TGR: Germany recently announced that it wanted to repatriate part of the gold that it has in foreign banks. What did you make of that announcement and that it's not going to fully happen until 2020?
HK: I'm puzzled that not more people are concerned about this because most of the foreign gold is with the Federal Reserve in New York. First there was a 30-year deal, and now it is to take them seven years to deliver that gold to Germany. That scares me because what does that mean? Is the gold not there, as some people believe? But the seven-year stretch most probably suggests or indicates that they used the gold, which was deposited by the central banks, to lend it out and/or to secure loans. Some people say gold is the only asset without a liability.

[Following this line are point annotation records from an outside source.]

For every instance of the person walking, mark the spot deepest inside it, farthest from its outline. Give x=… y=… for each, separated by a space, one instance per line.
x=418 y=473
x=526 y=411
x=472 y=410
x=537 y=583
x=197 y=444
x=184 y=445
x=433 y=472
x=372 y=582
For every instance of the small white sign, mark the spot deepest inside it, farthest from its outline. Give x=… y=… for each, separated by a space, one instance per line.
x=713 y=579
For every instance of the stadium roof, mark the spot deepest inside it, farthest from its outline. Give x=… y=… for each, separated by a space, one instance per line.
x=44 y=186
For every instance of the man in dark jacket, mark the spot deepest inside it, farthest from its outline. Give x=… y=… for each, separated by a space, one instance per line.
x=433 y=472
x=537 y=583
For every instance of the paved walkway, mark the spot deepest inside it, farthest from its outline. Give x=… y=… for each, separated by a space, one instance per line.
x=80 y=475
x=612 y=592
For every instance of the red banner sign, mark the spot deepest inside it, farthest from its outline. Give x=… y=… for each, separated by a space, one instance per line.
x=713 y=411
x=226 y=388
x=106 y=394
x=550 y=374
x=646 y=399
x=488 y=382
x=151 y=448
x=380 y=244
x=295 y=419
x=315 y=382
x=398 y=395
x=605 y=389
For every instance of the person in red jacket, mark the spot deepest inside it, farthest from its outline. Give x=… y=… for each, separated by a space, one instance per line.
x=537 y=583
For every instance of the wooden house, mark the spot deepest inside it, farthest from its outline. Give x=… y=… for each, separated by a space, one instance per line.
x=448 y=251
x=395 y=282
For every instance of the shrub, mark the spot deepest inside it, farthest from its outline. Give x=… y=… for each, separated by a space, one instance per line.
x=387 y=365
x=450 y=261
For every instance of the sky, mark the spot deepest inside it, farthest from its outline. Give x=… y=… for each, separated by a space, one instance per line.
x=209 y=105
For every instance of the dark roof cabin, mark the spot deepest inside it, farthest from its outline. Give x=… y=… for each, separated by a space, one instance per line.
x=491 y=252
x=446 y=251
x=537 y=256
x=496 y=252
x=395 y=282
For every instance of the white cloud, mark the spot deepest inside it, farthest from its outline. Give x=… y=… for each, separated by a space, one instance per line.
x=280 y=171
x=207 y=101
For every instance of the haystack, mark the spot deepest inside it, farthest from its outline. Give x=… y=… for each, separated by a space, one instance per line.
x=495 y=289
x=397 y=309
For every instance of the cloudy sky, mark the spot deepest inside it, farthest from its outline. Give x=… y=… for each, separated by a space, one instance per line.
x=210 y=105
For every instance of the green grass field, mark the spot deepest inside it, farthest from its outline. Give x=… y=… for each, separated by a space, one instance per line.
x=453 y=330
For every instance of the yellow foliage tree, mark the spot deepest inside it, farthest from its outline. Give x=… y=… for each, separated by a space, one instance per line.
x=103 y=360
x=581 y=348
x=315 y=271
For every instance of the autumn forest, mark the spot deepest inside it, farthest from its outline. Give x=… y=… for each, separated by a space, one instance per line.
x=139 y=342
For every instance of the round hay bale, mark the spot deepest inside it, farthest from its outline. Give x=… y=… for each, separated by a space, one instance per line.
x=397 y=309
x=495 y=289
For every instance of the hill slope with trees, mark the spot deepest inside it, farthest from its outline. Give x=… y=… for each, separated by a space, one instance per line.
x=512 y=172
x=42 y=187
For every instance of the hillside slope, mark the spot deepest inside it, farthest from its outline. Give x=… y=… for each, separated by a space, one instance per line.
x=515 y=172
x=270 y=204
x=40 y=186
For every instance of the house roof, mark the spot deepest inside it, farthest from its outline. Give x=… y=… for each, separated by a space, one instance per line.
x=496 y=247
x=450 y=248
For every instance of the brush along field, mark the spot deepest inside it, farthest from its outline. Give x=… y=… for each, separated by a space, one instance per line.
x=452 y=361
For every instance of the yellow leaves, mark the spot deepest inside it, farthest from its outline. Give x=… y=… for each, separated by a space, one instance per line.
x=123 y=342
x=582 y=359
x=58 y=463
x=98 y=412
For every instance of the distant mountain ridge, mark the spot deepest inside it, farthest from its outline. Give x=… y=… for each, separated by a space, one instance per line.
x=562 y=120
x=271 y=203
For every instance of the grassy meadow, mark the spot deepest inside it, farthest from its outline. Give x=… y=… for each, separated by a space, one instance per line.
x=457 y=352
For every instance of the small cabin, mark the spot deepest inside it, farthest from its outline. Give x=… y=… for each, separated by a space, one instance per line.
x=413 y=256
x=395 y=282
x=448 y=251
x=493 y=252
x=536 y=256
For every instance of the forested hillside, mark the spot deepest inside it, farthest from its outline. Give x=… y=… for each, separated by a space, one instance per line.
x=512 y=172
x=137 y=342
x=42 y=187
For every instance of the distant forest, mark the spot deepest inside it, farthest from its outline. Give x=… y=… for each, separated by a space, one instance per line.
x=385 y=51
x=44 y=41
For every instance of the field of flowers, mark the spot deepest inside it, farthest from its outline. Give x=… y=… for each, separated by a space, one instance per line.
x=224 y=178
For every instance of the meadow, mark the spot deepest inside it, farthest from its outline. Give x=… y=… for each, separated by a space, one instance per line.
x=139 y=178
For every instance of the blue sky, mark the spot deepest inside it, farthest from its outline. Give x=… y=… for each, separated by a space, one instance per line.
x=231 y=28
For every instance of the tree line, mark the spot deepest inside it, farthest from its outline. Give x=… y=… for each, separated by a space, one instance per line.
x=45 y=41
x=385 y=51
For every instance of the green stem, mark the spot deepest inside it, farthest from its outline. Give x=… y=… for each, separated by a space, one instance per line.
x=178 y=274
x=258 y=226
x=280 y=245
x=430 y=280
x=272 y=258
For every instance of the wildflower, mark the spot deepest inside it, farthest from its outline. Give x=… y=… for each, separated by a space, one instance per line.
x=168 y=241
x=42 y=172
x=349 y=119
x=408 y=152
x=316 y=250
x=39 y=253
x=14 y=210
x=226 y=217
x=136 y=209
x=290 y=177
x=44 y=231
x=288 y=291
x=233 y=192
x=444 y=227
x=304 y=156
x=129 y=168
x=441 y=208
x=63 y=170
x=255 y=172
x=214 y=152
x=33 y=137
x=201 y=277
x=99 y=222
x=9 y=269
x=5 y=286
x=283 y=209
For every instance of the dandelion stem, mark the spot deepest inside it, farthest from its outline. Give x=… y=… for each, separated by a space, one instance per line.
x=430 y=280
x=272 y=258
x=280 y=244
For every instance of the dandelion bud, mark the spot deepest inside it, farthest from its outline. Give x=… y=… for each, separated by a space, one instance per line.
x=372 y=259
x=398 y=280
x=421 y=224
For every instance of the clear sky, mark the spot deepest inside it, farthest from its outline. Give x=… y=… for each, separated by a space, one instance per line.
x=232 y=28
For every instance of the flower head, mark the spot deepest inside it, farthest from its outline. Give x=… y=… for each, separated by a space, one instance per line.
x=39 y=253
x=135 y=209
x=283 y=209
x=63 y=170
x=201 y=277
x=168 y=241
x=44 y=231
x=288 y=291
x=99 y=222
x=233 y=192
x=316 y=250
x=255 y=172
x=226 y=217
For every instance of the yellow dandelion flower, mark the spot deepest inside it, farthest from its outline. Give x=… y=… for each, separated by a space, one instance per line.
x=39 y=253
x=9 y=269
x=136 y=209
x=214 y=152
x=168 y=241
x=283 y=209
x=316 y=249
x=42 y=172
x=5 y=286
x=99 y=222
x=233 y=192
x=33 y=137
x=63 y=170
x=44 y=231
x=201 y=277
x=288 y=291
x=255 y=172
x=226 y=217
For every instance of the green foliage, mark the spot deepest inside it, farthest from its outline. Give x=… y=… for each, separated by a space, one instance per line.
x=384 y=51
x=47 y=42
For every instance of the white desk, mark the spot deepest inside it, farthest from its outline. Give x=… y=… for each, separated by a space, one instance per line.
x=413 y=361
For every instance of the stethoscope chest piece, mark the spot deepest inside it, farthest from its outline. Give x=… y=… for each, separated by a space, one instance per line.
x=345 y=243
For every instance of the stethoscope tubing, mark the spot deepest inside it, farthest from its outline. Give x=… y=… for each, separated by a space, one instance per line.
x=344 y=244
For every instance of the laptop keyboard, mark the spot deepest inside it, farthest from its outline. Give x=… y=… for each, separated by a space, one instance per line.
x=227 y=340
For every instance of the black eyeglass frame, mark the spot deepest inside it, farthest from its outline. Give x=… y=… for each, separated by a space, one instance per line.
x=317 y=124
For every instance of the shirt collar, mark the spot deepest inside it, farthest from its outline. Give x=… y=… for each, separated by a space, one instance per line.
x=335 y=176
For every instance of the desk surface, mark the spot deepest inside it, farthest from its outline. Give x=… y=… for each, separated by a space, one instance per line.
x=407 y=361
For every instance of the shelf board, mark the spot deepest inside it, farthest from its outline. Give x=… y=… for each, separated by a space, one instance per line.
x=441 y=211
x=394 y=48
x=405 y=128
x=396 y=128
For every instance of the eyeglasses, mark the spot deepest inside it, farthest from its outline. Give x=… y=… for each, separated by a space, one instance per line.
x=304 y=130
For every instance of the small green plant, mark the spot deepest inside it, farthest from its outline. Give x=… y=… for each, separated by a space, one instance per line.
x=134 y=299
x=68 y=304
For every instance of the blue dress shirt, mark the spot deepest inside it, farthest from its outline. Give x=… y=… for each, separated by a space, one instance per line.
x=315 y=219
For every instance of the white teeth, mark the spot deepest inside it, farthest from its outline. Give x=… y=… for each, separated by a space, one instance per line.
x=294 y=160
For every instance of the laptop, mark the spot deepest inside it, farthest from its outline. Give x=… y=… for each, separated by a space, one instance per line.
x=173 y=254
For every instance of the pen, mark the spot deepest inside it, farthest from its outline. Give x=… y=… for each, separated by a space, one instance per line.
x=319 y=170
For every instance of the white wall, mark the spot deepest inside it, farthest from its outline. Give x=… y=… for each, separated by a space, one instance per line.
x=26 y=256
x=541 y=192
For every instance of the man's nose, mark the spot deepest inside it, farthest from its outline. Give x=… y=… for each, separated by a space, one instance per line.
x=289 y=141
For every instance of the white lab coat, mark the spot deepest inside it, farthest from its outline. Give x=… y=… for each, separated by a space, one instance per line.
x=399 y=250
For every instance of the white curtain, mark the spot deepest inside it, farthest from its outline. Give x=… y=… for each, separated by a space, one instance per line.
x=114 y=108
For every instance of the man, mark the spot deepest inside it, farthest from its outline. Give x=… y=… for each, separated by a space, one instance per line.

True, if you buy gold with your own money, but not with a loan. If it indeed turns out that the Fed has put all kinds of obligations on the foreign gold, we have a serious problem. If this scenario is true, the Fed has every reason not to let the gold price move up to over $2,000/oz because sooner or later it has to cover its possible shortfall.
TGR: What about some of the recent rhetoric from Mario Draghi, the head of the European Central Bank?
HK: People like him cannot say what they think. They are in a political function. They have a responsibility toward the nations, to the public. They have to lie, to put it bluntly, and they do. They will never say they don't have the gold or they don't have enough gold or they used it. If it ever comes out that not all the gold is where we think it is, we could see crazy days with gold prices of $10,000/oz, $20,000/oz or whatever.
TGR: What are you seeing for a trading range for gold in 2013?
HK: I'm confident that we will see higher prices. It does not take that much to get it over $1,700/oz, although what happened in the last two weeks with the gold price may make us wonder. But if you ask me whether it will be $2,000/oz, $3,000/oz or $5,000/oz, that will largely depend on the situations that arise. There are enough ghosts in the closet.
TGR: Gold went up 6.2% in 2012. Do you think it will beat that percentage in 2013?
HK: It doesn't take much to beat that.
The only firms trading EXK that use Algorithms are Credit First Boston, and Piper Jaffrey. They use algorithms to quickly find the best prices to buy or sell on behalf of their clients, such as money managers or mutual funds. Since both of these firms are holders of EXK, they will lend their shares to others in (exchange for another issue) and then trade the borrowed shares of EXK for them. The
decimal system makes it easier, but their algorithms consist of trading on uneven share numbers as the market markers need to trade inventory quick when this is happening as sells are placed on the ask. I didn't see any signs of this happening today. We had some investors and a few small hedge funds just taking some profit from Friday. Actually it was mostly retail investors.